Abdullah Muallim Hasan di ruang kuliah. |
Nama lengkapnya Abdullâh
Muallim Hasan Muhammad. Lahir di Somalia—negara di Tanduk Afrika yang kondisinya masih karut-marut hingga sekarang—pada tahun 1994. Usianya baru 20
tahun ketika terakhir kali saya bertemu dengannya. Masih terlalu muda untuk
ukuran mahasiswa Universitas Al-Ahgaff angkatan lima belas yang beberapa hari lalu
sukses menggelar seremoni perpisahan.
Di asrama kampus, ia menghuni lantai satu kamar Imam Muhajir bersama 3 mahasiswa Yaman dan 8 mahasiswa Indonesia (termasuk di antaranya saya).
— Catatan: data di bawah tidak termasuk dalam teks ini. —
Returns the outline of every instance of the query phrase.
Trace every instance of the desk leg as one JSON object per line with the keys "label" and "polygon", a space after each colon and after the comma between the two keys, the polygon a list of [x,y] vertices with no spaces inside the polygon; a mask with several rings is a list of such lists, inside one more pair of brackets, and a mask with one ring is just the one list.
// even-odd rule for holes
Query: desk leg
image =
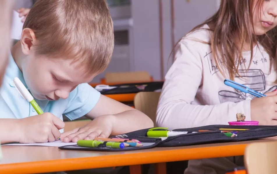
{"label": "desk leg", "polygon": [[130,174],[141,174],[141,166],[140,165],[130,166]]}
{"label": "desk leg", "polygon": [[154,164],[155,174],[166,174],[166,163],[160,163]]}

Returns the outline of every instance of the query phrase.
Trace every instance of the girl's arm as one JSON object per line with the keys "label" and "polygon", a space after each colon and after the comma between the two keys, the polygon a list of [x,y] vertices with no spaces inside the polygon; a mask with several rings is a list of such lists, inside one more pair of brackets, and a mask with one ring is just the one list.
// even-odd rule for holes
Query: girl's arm
{"label": "girl's arm", "polygon": [[[172,129],[226,124],[228,121],[236,121],[238,113],[244,113],[246,119],[249,120],[250,100],[214,105],[193,104],[196,92],[203,84],[203,73],[210,72],[203,71],[201,59],[203,58],[199,53],[203,52],[203,47],[192,45],[183,41],[178,44],[175,60],[166,76],[160,98],[157,111],[158,126]],[[208,101],[207,94],[203,93],[202,97],[205,98],[206,94],[205,99]],[[213,97],[218,98],[218,93]]]}

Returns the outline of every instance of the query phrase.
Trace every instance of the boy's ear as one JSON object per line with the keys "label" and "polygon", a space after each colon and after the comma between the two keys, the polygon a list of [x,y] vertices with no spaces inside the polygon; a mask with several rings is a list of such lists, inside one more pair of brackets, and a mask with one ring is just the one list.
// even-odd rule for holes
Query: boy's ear
{"label": "boy's ear", "polygon": [[35,36],[33,30],[28,28],[23,29],[20,42],[22,52],[24,55],[29,55],[31,47],[34,44],[35,41]]}

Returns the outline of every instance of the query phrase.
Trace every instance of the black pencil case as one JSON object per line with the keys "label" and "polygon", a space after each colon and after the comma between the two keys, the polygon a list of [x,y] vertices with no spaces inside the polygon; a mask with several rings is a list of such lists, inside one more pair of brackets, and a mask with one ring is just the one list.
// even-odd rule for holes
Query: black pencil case
{"label": "black pencil case", "polygon": [[[116,85],[110,85],[111,87],[118,87],[107,90],[102,90],[100,93],[102,94],[116,94],[138,93],[139,92],[152,92],[161,89],[164,85],[163,82],[155,82],[147,83],[136,84],[125,83]],[[143,87],[139,87],[145,86]]]}
{"label": "black pencil case", "polygon": [[[235,137],[227,136],[220,130],[207,132],[197,132],[200,130],[211,130],[222,129],[248,129],[239,132]],[[140,147],[127,147],[123,149],[91,148],[80,147],[77,145],[65,146],[59,147],[61,149],[98,151],[125,151],[149,149],[154,147],[170,147],[196,145],[211,143],[246,141],[277,136],[277,126],[231,126],[224,125],[210,125],[197,127],[171,130],[175,131],[187,131],[187,133],[162,138],[147,137],[147,133],[151,128],[145,129],[124,134],[115,136],[112,138],[136,139],[143,146]],[[152,131],[168,130],[165,128],[155,129]]]}

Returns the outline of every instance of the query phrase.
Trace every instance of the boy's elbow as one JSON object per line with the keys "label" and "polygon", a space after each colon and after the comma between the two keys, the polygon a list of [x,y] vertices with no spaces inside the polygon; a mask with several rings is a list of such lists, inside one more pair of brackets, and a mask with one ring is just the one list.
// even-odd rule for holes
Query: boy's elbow
{"label": "boy's elbow", "polygon": [[153,120],[148,116],[146,117],[144,123],[145,124],[145,126],[147,127],[146,128],[149,128],[154,127],[154,123]]}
Meskipun sekamar, kami tidak begitu akrab. Komunikasi verbal di antara kami hanya sebatas unggah-ungguh atau basa-basi biasa, itu pun masih sangat jarang, bahkan lebih sering berhari-hari kami lewati tanpa sepatah kata. Ini bukan masalah rasialisme atau sentimen yang berlebihan, tetapi hanya soal perbedaan pola pikir dan gaya hidup.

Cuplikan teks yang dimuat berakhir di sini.